Italian football is all about tight, stifling defensive tactics, right? Well, yes, but it wasn’t always like that. You can clearly see the period in which Catenaccio fully emerged and became the defining Italian football mindset from the chart’s results – Helenio Herrara’s Inter team, who deployed it effectively the dominant force in both Italian and European football in the mid-1960s, became a model for much of what was to follow.

Prior to that, however, the immediate post-war period featured some incredible free-scoring performances from Italian champions. In 1950-51, Juventus, Inter and the eventual champions – a Milan side led by their Gre-No-Li Swedish attacking trio – each scored more than 100 goals in a 38-game season. But, the absolute pinnacle of post-war Serie A were the exploits of the dominant but ill-fated Grande Torino team who won five titles over the period of the war and its immediate aftermath. Their finest performance came in 1947-48, a season in which they scored 125 goals in 40 games, recording five or more strikes in half of their home matches, which included a 10-0 victory over Alessandria.

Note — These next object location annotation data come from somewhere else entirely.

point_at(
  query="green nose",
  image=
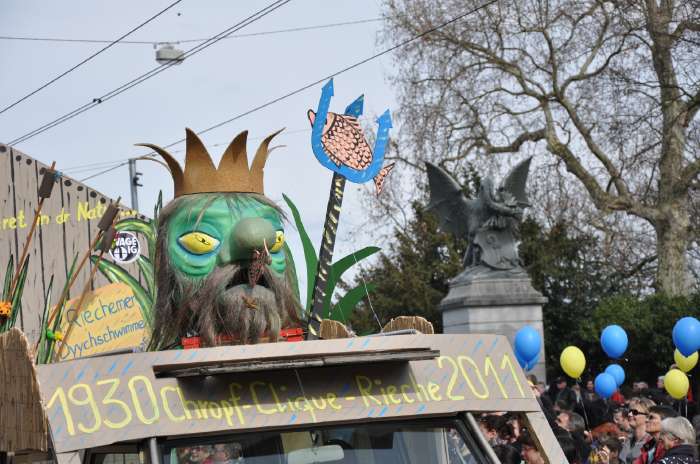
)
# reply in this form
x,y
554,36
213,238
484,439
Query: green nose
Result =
x,y
251,234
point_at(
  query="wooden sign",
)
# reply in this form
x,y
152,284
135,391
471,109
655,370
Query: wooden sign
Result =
x,y
110,319
99,401
66,227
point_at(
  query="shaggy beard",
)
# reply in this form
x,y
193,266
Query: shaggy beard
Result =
x,y
211,307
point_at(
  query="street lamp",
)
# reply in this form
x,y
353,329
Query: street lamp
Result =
x,y
167,53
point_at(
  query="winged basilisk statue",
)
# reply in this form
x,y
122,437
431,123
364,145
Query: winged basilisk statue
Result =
x,y
488,222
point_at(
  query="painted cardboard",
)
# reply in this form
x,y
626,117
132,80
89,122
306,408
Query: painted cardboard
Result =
x,y
66,227
99,401
110,319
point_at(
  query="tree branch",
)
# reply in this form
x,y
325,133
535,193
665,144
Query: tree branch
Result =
x,y
514,147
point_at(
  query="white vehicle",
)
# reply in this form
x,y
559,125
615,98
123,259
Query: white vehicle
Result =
x,y
367,400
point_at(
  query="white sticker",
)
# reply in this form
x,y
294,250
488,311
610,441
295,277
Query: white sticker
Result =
x,y
125,248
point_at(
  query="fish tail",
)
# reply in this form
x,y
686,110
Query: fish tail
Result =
x,y
379,178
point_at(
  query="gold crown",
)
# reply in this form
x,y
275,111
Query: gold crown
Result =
x,y
232,175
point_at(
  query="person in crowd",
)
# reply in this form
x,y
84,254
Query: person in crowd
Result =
x,y
561,395
607,451
653,449
678,437
696,426
199,454
622,420
492,428
529,451
569,448
638,409
507,454
577,429
227,454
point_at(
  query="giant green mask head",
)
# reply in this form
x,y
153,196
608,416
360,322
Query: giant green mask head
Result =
x,y
223,270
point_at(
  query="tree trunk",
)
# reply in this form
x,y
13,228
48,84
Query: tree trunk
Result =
x,y
672,236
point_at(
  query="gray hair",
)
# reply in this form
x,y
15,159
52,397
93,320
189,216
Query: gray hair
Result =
x,y
576,423
680,428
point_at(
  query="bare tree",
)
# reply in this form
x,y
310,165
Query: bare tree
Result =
x,y
610,89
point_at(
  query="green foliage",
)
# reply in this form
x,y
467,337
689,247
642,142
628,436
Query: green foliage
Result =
x,y
43,346
15,298
350,300
411,277
342,310
565,268
337,270
115,273
648,322
310,256
47,339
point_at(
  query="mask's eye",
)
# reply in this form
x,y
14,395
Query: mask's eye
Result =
x,y
198,243
279,241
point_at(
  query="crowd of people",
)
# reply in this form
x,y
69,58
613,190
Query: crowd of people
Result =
x,y
639,425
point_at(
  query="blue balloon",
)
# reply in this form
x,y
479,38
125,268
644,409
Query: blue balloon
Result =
x,y
605,385
528,343
686,335
617,372
614,341
532,363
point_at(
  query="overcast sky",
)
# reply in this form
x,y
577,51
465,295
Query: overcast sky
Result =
x,y
228,78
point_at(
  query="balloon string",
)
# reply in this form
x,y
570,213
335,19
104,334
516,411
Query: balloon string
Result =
x,y
583,406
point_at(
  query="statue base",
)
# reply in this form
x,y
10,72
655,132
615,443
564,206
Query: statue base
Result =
x,y
482,300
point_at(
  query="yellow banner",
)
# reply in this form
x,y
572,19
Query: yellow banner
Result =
x,y
110,318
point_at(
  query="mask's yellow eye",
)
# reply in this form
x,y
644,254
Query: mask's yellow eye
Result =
x,y
198,243
279,242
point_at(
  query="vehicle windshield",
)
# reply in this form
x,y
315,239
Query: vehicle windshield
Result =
x,y
361,444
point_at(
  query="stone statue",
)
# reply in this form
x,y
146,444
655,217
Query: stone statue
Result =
x,y
489,222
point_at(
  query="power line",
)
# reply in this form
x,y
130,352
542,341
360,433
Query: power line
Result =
x,y
301,89
104,172
111,44
341,71
119,162
155,71
156,42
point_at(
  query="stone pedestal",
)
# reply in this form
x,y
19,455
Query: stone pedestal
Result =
x,y
495,305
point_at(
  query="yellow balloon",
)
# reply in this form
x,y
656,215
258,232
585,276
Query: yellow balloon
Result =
x,y
676,384
685,363
573,361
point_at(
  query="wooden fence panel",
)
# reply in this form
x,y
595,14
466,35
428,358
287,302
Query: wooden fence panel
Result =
x,y
8,236
67,227
26,200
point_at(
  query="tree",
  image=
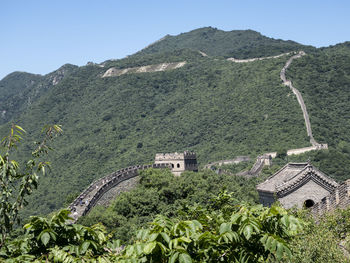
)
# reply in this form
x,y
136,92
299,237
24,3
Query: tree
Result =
x,y
17,183
221,233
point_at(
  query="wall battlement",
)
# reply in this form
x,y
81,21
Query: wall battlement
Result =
x,y
180,162
340,198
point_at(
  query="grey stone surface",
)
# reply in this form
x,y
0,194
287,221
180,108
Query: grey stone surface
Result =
x,y
294,184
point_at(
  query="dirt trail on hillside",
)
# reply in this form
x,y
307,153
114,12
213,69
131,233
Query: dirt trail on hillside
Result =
x,y
298,95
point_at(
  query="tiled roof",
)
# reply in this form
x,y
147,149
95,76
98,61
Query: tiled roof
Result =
x,y
292,176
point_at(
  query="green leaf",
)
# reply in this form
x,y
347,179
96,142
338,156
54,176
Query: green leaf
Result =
x,y
45,238
149,247
185,258
84,247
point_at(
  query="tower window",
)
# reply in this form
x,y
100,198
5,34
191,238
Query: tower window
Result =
x,y
309,203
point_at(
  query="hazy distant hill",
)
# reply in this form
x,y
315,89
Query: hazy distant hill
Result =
x,y
214,42
215,107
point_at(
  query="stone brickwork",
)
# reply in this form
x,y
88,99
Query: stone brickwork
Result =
x,y
340,198
94,192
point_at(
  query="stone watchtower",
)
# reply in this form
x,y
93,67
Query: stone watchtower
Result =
x,y
180,162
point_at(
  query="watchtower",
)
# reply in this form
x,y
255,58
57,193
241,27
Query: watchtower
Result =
x,y
180,162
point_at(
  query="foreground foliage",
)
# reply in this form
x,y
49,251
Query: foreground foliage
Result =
x,y
219,232
16,183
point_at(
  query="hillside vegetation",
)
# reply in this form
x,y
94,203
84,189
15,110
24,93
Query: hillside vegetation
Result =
x,y
213,42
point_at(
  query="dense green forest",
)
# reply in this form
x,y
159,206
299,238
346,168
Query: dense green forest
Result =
x,y
215,107
215,42
200,222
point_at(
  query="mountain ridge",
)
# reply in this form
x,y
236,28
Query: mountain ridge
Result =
x,y
210,105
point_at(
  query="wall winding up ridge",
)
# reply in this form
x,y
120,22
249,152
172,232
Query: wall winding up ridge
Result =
x,y
260,161
340,198
90,196
298,95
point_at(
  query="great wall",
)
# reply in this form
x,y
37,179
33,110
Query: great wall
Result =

Unfortunately, tragedy would strike that team. In May 1949, in poor visibility from adverse weather conditions, the plane carrying them home from a friendly with Benfica in Lisbon crashed into one of the walls of the Basilica of Superga, which stands on a hill over Turin. None of the 31 on board, including team players and coaches survived the crash. Unlike Manchester United, who were able to return to prominence after a similarly tragic crash in the following decade, Torino have never again been a force in Italian football – they managed a solitary title in 1975-76, but have also had spells in Serie B and currently are a resolutely mid-table Serie A club.

In recent years, Italian title winners have been recording higher goal difference levels than the 1960s-1990s period. They have not, however, been able to get close to the incredible performance of that legendary Torino side.

Summary

This project is primarily interested in the impact of recent flows of money into football, and how this might be making the game more unequal and less competitive. The Serie A results show some evidence for this, with slight upward trends in correlation, reduced turnover in higher league positions and stronger performance from champions. However, it is also clear that Italian football has always displayed signs of stratification of clubs, making these trends less pronounced than they are elsewhere.